The good ones may spend a lot of time apparently idling with definitions, but they realize that it seldom happens that when you ask a stupid question you get a brilliant answer. Before they begin building models or crunching numbers, the good ones know what the data can and cannot do.
The adequate ones are preoccupied with questions about what the data can do at various stages in the analysis, and get distracted by the ingenuity of the methods they use to satisfy their questioning. Good analysts care about clever questions, not clever methods, though good analysts may use the same bravura methods as the adequate ones. Confusing clever questions with clever methods, adequate analysts find it is easy to dive right into the data and get lost, reaching contradictory results, and wavering about what they are really seeing. Decisions made according to this process are seldom confident, and are correct only by luck.
Good questions provide appropriate boundaries on what data to be used and what methods to analyze them by. Only when the questions are tested, then the data is analyzed. Adequate analysts go about it backwards; they try to determine the range of the data, and what questions they think they can answer.
Don’t be a bad compression algorithm
What else characterizes the good ones? They don’t fall for the Procrustean bed, but rather are comfortable dealing with ambiguity. They are not seduced by false concreteness (such as a finding of statistical significance when there is actually no practical significance), or the idea that they have a handle on something that is actually intangible (such as believing that by structuring data successfully they can “name it and claim it”).
In good analytics practice, precision is an end result, as during the analysis the data can point to different conclusions. Adequate analysts try to drive out ambiguity at every turn. But like a bad compression algorithm, all they really do is throw away a lot of good information.

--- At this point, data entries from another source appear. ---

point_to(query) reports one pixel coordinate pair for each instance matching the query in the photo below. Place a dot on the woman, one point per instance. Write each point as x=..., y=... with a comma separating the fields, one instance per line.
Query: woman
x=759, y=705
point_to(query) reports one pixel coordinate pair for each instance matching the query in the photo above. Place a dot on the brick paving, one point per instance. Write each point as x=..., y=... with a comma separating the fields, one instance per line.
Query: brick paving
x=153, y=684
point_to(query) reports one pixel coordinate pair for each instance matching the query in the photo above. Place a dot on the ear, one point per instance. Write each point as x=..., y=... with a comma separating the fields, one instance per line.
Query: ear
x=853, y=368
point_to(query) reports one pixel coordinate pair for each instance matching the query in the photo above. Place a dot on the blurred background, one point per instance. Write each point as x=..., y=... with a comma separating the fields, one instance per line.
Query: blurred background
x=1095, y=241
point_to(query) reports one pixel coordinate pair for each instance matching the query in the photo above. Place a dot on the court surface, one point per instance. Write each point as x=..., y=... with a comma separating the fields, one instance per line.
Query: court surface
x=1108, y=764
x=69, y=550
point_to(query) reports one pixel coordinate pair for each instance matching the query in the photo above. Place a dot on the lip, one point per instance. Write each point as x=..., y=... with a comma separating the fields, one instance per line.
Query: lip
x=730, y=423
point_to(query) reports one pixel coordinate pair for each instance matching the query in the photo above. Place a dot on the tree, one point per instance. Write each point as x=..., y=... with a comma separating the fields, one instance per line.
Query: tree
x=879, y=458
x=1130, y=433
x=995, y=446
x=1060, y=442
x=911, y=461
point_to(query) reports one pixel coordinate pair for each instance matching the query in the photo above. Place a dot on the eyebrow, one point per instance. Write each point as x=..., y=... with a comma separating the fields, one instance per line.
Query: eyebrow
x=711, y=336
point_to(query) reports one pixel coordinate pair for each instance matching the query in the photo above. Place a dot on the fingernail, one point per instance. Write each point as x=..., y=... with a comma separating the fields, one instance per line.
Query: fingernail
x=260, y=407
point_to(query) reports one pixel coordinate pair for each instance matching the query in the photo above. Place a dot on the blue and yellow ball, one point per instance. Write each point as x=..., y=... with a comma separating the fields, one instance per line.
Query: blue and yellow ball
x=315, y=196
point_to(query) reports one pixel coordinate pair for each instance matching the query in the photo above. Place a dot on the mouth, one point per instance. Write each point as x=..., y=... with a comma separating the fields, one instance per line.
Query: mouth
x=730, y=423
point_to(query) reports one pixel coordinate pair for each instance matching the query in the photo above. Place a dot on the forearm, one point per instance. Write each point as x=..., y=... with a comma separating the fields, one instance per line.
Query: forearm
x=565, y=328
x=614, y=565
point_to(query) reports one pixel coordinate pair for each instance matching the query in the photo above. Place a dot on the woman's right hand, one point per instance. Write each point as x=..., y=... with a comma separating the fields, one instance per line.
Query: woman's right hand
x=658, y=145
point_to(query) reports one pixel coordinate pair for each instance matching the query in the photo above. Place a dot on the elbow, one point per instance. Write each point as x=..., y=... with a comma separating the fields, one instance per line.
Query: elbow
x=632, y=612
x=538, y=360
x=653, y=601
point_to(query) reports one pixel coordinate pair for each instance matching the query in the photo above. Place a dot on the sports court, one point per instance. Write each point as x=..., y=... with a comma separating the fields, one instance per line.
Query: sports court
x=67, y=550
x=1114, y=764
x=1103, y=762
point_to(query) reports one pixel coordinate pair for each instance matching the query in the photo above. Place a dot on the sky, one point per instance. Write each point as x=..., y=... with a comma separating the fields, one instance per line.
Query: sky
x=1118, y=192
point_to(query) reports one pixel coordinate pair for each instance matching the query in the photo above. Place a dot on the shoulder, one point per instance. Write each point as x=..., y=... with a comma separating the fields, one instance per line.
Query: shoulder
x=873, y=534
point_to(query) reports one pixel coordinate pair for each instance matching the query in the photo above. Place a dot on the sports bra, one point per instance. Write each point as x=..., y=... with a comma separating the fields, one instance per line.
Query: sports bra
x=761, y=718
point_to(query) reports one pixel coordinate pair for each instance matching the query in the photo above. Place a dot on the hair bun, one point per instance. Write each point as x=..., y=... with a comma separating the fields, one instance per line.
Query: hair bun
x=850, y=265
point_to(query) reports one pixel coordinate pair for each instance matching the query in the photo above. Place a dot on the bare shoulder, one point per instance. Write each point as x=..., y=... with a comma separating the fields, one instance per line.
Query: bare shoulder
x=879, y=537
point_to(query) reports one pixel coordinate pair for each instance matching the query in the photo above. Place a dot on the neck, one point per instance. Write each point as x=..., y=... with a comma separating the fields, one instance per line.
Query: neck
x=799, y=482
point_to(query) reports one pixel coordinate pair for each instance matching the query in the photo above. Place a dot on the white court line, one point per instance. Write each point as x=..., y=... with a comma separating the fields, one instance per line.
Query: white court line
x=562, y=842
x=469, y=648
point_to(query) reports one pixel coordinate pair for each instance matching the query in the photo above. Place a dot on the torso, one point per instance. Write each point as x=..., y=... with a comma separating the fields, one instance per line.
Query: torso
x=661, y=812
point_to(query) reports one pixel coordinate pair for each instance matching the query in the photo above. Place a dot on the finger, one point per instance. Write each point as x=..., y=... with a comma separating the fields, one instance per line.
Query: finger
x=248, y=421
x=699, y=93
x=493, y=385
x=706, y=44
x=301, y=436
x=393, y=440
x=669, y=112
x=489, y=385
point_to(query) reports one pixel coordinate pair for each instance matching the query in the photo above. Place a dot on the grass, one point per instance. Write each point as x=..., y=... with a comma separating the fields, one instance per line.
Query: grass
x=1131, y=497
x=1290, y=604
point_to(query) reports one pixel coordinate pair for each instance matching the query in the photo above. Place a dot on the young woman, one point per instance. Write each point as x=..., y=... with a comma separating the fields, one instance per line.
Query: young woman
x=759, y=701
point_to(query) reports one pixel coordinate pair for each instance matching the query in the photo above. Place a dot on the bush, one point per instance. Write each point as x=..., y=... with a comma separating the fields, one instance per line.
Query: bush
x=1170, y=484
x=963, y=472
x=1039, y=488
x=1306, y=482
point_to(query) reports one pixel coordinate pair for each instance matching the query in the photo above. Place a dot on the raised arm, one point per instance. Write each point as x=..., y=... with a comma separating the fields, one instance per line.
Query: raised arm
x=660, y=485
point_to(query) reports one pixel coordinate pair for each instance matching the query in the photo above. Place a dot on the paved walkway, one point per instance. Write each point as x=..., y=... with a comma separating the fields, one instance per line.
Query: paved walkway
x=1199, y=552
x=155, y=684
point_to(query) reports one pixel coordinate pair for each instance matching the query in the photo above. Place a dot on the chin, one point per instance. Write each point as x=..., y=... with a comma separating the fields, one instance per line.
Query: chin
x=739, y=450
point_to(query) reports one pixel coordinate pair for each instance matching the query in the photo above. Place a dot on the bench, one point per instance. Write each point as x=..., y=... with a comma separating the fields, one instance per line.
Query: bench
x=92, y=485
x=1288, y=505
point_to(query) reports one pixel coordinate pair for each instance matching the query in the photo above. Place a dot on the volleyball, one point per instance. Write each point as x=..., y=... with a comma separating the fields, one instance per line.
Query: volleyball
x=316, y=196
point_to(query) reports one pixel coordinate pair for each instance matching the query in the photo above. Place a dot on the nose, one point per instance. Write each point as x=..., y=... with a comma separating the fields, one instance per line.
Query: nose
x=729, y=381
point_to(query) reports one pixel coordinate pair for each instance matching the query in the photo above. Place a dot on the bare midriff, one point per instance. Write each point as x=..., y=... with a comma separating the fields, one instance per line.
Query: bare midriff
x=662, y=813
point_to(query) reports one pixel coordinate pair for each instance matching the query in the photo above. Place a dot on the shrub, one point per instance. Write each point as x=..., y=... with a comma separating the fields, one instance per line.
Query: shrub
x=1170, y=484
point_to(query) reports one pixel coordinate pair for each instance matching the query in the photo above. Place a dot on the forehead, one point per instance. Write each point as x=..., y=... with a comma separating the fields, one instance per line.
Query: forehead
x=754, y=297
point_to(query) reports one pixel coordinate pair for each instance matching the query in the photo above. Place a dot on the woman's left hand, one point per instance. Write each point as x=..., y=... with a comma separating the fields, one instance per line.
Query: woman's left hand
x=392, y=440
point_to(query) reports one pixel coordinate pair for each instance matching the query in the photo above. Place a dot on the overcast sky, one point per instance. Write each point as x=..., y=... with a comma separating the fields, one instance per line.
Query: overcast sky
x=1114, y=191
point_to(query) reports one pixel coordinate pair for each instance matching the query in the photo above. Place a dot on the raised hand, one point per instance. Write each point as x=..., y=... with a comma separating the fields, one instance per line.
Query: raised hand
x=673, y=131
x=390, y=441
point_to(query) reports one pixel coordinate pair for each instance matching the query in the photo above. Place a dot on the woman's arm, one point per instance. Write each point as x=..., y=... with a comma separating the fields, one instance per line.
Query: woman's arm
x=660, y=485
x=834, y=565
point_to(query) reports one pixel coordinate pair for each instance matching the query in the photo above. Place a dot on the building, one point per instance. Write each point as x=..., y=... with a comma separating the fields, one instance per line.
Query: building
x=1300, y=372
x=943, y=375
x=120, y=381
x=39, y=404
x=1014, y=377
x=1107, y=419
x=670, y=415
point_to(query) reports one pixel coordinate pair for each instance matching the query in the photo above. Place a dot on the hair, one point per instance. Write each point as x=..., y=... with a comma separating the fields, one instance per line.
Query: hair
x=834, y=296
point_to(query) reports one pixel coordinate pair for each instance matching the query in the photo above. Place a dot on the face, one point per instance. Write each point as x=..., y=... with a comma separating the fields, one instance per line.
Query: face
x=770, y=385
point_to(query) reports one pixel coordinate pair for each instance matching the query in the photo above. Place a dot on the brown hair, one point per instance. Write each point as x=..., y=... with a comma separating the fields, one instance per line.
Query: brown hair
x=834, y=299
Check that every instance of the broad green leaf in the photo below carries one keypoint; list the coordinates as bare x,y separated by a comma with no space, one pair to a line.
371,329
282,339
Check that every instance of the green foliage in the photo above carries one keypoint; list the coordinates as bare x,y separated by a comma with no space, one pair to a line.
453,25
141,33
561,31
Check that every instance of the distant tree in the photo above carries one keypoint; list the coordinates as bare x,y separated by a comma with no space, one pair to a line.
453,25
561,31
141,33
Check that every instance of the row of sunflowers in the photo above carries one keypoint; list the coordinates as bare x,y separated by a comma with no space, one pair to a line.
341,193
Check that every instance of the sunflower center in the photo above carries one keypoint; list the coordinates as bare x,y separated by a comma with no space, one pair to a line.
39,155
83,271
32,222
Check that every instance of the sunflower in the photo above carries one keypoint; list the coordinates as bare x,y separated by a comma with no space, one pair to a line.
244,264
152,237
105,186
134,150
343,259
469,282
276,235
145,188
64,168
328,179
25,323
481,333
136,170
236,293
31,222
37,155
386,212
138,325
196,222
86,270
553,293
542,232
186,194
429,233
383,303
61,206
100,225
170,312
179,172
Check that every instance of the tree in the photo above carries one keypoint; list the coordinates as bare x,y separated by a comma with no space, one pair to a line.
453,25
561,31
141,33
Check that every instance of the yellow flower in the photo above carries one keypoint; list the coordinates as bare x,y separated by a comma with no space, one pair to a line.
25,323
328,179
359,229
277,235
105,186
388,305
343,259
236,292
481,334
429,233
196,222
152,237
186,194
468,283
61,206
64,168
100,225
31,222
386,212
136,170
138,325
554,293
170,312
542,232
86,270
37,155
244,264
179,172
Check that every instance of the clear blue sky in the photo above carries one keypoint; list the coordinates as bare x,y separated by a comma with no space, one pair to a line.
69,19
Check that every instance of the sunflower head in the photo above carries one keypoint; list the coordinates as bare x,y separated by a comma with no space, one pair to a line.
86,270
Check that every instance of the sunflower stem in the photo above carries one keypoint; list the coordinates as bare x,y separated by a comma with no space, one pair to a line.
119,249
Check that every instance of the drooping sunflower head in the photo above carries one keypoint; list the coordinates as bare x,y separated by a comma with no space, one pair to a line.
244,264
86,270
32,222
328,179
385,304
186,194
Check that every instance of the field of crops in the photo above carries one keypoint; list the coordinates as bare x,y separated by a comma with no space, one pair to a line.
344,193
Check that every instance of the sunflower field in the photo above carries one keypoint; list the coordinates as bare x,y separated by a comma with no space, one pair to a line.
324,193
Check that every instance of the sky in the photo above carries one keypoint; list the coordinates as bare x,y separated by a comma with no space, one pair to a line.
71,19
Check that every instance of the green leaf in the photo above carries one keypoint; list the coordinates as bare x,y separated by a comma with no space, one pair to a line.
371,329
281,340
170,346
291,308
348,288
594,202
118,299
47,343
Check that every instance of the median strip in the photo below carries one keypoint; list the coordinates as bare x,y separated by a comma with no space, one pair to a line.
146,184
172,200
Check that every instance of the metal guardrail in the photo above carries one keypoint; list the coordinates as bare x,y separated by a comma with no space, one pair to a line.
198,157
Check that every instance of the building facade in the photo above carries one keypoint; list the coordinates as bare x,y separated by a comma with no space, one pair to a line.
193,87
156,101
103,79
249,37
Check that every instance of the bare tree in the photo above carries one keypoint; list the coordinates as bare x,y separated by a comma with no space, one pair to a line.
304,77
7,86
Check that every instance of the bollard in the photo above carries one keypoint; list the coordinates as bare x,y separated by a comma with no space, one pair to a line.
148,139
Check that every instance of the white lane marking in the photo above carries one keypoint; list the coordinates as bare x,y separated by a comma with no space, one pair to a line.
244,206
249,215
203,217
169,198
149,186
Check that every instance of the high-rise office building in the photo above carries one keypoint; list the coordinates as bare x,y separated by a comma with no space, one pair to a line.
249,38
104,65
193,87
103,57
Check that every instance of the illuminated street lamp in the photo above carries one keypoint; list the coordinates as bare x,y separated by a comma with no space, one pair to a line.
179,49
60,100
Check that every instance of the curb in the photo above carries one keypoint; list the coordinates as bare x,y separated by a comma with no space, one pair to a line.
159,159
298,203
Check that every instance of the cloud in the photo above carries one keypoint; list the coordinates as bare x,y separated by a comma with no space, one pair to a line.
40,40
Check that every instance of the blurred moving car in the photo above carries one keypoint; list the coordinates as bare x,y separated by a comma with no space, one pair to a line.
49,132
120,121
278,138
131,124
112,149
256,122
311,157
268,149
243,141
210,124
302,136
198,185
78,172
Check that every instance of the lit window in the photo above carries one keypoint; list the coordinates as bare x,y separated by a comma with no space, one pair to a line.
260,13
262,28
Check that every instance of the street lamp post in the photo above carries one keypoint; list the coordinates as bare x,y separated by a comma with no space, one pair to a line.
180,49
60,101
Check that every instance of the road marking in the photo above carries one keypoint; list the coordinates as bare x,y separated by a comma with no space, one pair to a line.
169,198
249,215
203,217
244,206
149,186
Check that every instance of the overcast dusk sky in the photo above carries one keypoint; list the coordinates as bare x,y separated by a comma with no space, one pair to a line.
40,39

Good analysts realize that ambiguity can indicate different conditions under which something can occur, or exceptions to rules, or areas where theories break down. Being good at handling ambiguity is never the result of uncultivated talent, but rather extremely disciplined thinking, gained by years of focused study, careful apprenticeship, knowledge assimilation, and discarding hundreds of would-be good ideas.
The good analysts are always testing theories, especially their own. The adequate ones are skilled users of various analytical instruments; the good ones are themselves an analytical instrument.